A também mineira Letícia Leal leva as sonoridades da viola para o choro e para a MPB. Já o paulista Ricardo Vignini usa o instrumento no que chama de Roda de Rock - sim, tocando rock’n’roll pesado. Sodré também se apresenta em um concerto instrumental, voltado para o jazz, as peças eruditas e as brasileiras.

“É um festival muito amplo no sentido musical, cada um deles vai para uma vertente - e a ideia é essa mesmo: ter um registro dessa geração que transformou os usos desse instrumento”, reforça o idealizador do projeto.

Aprendizado

Dizem as más línguas que o violeiro passa metade do tempo afinando sua viola e a outra metade tocando desafinado. A brincadeira tem sua razão de ser: o instrumento tem lá suas armadilhas. 

Não por acaso uma das palestras apresentadas no festival é ministrada pelo engenheiro de áudio e produtor mineiro André Cabelo, do Estúdio Engenho. Na apresentação, ele discorre sobre as frequências mais complicadas, os procedimentos corretos para a captação de som em diferentes ambientes e os melhores métodos para amplificação, algo que costuma gerar apreensão aos violeiros.

Um estudo completo da anatomia e de todo o ciclo de criação das violas é esmiuçado pelo lutier Luciano Queiroz. “É um workshop, praticamente um documentário, em que ele mostra toda a feitura do instrumento, passo a passo, desde a madeira bruta até o produto final”, comenta Sodré.

Por fim, o psicólogo Edivaldo Pinheiro Negrão apresenta uma palestra sobre a inteligência emocional do músico. “É um profissional muito qualificado, que tem um trabalho específico sobre esse tema e que vai falar sobre a lida com frustrações, em como transformar adversidades em oportunidades e vai discutir os pilares dessa estrutura emocional”, sinaliza o mineiro.
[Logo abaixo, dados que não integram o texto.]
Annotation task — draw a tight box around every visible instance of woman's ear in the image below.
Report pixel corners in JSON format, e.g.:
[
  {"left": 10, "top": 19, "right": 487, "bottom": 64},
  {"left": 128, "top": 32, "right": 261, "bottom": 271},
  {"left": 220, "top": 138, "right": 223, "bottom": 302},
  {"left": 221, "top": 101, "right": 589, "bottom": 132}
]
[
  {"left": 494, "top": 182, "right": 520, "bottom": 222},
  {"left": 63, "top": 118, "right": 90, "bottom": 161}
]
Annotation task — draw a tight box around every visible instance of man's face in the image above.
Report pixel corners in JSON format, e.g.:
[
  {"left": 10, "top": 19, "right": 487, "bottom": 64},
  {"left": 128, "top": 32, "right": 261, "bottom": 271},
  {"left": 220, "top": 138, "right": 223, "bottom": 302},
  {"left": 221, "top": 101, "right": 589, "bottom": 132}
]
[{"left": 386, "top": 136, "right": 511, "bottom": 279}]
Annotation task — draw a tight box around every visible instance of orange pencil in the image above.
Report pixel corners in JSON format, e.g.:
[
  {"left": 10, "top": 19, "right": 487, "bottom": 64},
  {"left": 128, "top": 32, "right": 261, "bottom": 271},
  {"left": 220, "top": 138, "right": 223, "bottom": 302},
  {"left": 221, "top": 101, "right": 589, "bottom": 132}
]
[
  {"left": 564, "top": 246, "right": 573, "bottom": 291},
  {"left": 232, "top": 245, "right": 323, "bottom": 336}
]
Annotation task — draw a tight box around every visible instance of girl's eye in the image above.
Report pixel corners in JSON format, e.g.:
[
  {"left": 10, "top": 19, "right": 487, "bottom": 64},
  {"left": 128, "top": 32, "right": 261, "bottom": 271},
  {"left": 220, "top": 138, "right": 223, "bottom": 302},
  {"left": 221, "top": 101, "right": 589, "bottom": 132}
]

Fecha o festival uma mesa-redonda, que reúne os participantes e discute as especifidades do instrumento, além de abordar como a Covid-19 impacta a classe artística e de pensar o mundo pós-pandemia.

Vácuo

O primeiro festival A nova viola brasileira, conta Sodré, tomou proporções inesperadas. “A procura está muito grande”, conta, detalhando que, para acessar o conteúdo, é necessário retirar um ingresso virtual - que custa R$ 200. “O foco principal são os concertos, mas tem também a questão didática, que traz um material de estudo muito bom”, diz. 

O projeto ficará disponível durante um ano. “Além das palestras, teremos outros materiais que serão disponibilizados, como as partituras das nossas apresentações”, detalha ele. Na opinião do instrumentista, há uma carência de pesquisas sobre a viola - e a iniciativa, portanto, vem a ocupar esse vácuo, sendo “um ponto de estudo sobre o instrumento, sobre a importância dele, sobre como ele vem se modificando”, assegura.